In 2008, then party leader Portia Simpson Miller held off a challenge from Dr Phillips, gaining 2,332 votes to his 1,959 votes.
This was one year after the party lost the September 3, 2007 polls.
Fast-forward eight years later, the same occurrence and the party leader, Simpson Miller, was challenged again on September 18, 2016; only seven months after the PNP lost the general election on March 25, 2016.
Nobody in the PNP or even the casual observer gave Dr Karl Blythe a chance. He got 198 votes to Simpson-Miller’s 2,471. The party said 3,339 delegates were eligible to vote that year. The victory was to save face, some would say.
Six months after that event the PNP leader left the stage on April 2, 2017.
On April 3, 2017 Dr Phillips got his instrument of appointment as Opposition leader ( jis.gov.jm/dr-peter-phillips-leader-opposition/). The long-time party stalwart is now trailing the prime minister in every poll done. He has been in the job for only two years, and April 3, 2019 marked the second anniversary of his appointment. How much longer must he get, you might ask? The election is not due until March 3, 2021. Will the prime minister go for an early election? We all remember how he was jeered for a year in Parliament after he ‘called it’ early and lost.

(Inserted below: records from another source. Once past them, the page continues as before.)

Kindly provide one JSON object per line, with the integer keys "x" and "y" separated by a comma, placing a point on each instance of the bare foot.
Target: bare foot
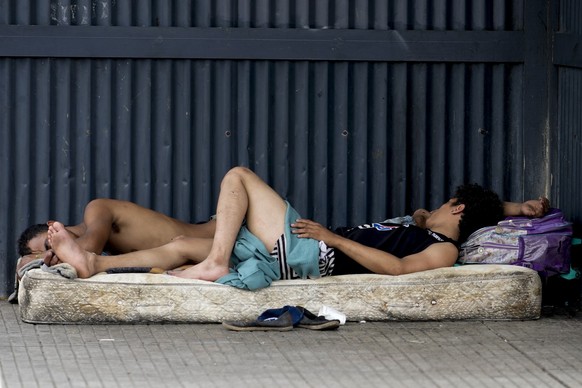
{"x": 207, "y": 270}
{"x": 68, "y": 251}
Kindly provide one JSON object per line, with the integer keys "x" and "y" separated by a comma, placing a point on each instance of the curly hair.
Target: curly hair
{"x": 482, "y": 208}
{"x": 30, "y": 233}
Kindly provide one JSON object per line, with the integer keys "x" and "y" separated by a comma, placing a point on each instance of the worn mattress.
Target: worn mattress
{"x": 483, "y": 292}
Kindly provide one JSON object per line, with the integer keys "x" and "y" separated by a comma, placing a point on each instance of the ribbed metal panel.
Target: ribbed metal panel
{"x": 344, "y": 141}
{"x": 569, "y": 159}
{"x": 571, "y": 16}
{"x": 341, "y": 14}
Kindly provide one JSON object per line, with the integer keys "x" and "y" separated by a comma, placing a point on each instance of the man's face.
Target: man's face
{"x": 37, "y": 246}
{"x": 443, "y": 212}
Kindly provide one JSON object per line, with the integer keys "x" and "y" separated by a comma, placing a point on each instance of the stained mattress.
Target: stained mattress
{"x": 480, "y": 292}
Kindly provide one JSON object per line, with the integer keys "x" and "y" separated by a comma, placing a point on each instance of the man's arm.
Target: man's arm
{"x": 380, "y": 262}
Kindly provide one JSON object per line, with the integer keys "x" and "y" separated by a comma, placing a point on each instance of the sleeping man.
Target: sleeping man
{"x": 111, "y": 226}
{"x": 259, "y": 238}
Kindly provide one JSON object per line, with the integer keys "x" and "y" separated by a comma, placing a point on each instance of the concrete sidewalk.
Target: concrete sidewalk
{"x": 542, "y": 353}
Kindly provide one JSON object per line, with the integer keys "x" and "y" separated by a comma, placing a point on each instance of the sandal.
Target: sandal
{"x": 282, "y": 319}
{"x": 313, "y": 322}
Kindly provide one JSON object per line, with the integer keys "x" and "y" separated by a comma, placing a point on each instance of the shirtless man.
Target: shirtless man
{"x": 272, "y": 222}
{"x": 112, "y": 226}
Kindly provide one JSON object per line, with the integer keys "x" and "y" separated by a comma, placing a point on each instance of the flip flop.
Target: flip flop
{"x": 270, "y": 320}
{"x": 313, "y": 322}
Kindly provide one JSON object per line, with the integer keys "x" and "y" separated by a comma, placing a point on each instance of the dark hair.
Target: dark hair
{"x": 31, "y": 232}
{"x": 482, "y": 208}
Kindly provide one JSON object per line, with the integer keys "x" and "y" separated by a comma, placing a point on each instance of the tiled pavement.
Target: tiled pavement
{"x": 542, "y": 353}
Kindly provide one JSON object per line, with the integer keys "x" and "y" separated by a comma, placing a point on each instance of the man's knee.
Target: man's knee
{"x": 238, "y": 173}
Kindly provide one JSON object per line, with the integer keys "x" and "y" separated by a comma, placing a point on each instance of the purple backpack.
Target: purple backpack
{"x": 542, "y": 244}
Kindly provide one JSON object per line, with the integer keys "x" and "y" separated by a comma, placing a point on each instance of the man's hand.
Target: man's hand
{"x": 304, "y": 228}
{"x": 535, "y": 207}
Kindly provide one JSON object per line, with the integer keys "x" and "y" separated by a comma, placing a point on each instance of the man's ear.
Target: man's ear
{"x": 458, "y": 208}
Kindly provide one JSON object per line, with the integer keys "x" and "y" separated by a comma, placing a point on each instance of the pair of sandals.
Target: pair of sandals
{"x": 284, "y": 319}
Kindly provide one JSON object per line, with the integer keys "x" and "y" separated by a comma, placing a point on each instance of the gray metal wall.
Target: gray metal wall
{"x": 354, "y": 110}
{"x": 567, "y": 165}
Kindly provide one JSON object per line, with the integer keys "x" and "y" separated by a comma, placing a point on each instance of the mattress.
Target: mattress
{"x": 479, "y": 292}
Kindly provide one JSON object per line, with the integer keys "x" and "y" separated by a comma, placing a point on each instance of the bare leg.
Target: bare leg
{"x": 174, "y": 254}
{"x": 242, "y": 195}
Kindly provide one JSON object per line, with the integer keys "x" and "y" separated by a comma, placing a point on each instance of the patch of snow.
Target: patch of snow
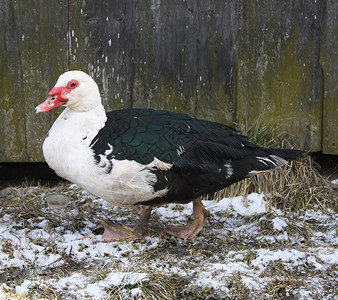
{"x": 279, "y": 224}
{"x": 252, "y": 205}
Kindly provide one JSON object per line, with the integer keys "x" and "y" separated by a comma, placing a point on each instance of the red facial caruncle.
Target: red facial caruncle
{"x": 57, "y": 96}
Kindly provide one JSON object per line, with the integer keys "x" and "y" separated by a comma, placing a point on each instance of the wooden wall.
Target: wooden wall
{"x": 227, "y": 61}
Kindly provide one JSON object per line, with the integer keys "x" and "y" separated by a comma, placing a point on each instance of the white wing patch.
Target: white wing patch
{"x": 161, "y": 164}
{"x": 273, "y": 161}
{"x": 229, "y": 170}
{"x": 108, "y": 151}
{"x": 180, "y": 150}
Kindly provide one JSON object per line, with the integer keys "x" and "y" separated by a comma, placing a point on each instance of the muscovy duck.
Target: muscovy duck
{"x": 145, "y": 158}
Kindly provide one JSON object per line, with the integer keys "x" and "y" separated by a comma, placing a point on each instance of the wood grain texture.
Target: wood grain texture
{"x": 227, "y": 61}
{"x": 33, "y": 53}
{"x": 329, "y": 64}
{"x": 278, "y": 67}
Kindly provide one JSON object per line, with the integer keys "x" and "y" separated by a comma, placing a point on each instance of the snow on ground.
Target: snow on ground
{"x": 246, "y": 250}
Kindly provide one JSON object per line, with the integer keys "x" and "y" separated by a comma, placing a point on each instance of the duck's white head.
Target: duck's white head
{"x": 75, "y": 90}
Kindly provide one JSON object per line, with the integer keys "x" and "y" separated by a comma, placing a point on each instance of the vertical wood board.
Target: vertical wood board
{"x": 278, "y": 68}
{"x": 329, "y": 64}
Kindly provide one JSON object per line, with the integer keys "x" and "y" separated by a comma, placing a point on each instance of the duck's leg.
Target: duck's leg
{"x": 187, "y": 232}
{"x": 114, "y": 232}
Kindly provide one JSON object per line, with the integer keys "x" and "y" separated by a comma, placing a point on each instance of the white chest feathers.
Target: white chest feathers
{"x": 67, "y": 151}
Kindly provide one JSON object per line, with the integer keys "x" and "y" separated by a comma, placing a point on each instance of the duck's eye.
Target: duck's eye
{"x": 72, "y": 84}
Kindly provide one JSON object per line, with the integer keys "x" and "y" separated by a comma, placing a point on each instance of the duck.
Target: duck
{"x": 145, "y": 158}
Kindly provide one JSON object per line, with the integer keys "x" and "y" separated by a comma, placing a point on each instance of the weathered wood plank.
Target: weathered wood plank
{"x": 278, "y": 69}
{"x": 329, "y": 63}
{"x": 27, "y": 72}
{"x": 165, "y": 55}
{"x": 217, "y": 65}
{"x": 101, "y": 43}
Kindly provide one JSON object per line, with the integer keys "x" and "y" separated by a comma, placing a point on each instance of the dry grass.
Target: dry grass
{"x": 296, "y": 186}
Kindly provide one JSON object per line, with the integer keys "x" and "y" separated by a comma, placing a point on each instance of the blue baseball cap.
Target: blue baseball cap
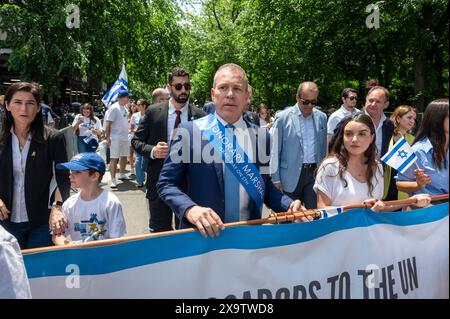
{"x": 84, "y": 161}
{"x": 123, "y": 93}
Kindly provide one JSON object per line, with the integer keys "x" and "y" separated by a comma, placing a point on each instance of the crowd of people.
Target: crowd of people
{"x": 315, "y": 160}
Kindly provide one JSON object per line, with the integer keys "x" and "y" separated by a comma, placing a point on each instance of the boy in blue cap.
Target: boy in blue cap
{"x": 92, "y": 213}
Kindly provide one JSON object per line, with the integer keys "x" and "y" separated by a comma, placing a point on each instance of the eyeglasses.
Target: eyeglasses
{"x": 307, "y": 102}
{"x": 178, "y": 86}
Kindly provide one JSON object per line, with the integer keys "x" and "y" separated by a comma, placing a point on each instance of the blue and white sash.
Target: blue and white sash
{"x": 236, "y": 160}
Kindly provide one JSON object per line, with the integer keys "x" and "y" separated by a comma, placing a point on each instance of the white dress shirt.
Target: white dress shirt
{"x": 19, "y": 209}
{"x": 243, "y": 139}
{"x": 378, "y": 132}
{"x": 308, "y": 138}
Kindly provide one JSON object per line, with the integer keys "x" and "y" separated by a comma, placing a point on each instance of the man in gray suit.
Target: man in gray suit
{"x": 300, "y": 131}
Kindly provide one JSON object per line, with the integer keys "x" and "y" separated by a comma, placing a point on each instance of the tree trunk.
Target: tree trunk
{"x": 420, "y": 68}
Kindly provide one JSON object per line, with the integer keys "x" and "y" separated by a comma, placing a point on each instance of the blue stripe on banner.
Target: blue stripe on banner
{"x": 388, "y": 156}
{"x": 107, "y": 259}
{"x": 406, "y": 164}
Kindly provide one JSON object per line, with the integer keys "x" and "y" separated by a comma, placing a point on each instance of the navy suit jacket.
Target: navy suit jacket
{"x": 205, "y": 186}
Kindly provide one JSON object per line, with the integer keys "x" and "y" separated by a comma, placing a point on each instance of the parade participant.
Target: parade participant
{"x": 88, "y": 129}
{"x": 93, "y": 213}
{"x": 431, "y": 148}
{"x": 214, "y": 193}
{"x": 152, "y": 138}
{"x": 353, "y": 174}
{"x": 30, "y": 191}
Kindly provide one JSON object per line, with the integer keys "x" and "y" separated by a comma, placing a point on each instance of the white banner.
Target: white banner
{"x": 357, "y": 254}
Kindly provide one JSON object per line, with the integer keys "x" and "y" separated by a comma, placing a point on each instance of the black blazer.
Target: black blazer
{"x": 153, "y": 129}
{"x": 41, "y": 159}
{"x": 387, "y": 130}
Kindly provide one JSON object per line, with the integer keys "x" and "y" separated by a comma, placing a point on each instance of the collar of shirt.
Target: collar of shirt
{"x": 298, "y": 112}
{"x": 383, "y": 118}
{"x": 183, "y": 110}
{"x": 28, "y": 136}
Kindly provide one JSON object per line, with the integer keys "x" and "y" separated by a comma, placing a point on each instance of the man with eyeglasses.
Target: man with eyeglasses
{"x": 301, "y": 134}
{"x": 152, "y": 137}
{"x": 377, "y": 100}
{"x": 349, "y": 98}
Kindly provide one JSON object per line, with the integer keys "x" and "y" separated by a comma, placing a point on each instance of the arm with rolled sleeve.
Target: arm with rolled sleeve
{"x": 140, "y": 140}
{"x": 276, "y": 154}
{"x": 171, "y": 178}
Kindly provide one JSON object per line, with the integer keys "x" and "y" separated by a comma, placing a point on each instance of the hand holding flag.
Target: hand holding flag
{"x": 401, "y": 156}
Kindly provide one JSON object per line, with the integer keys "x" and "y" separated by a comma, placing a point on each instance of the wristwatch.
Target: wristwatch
{"x": 57, "y": 203}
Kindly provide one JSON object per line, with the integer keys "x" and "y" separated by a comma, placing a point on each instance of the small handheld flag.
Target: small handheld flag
{"x": 121, "y": 83}
{"x": 401, "y": 156}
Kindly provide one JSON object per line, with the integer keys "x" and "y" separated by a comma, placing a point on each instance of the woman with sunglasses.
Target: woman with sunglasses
{"x": 31, "y": 189}
{"x": 352, "y": 174}
{"x": 264, "y": 116}
{"x": 404, "y": 120}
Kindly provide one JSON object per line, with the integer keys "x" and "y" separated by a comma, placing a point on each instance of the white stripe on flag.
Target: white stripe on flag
{"x": 121, "y": 83}
{"x": 331, "y": 211}
{"x": 401, "y": 156}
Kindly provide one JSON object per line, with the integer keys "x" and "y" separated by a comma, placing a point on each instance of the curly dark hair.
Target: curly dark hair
{"x": 432, "y": 126}
{"x": 37, "y": 126}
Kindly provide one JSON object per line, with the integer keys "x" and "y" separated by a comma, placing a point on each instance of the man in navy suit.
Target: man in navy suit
{"x": 215, "y": 191}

Some Comrades are not eager to return to the two-term syndrome that the country enjoyed from 1944 to 1989. They have been spoiled by the 18 years and six months they spent in office. This long period would equate to three five-year terms and three years.
Comrades should not fool themselves, former Prime Minister Edward Seaga stayed too long as head of the Jamaica Labour Party (JLP), and gave the electorate no choice. Only after Bruce Golding came back into the JLP in 2002 did the electorate see a viable alternate and a return to a competitive democracy for the country.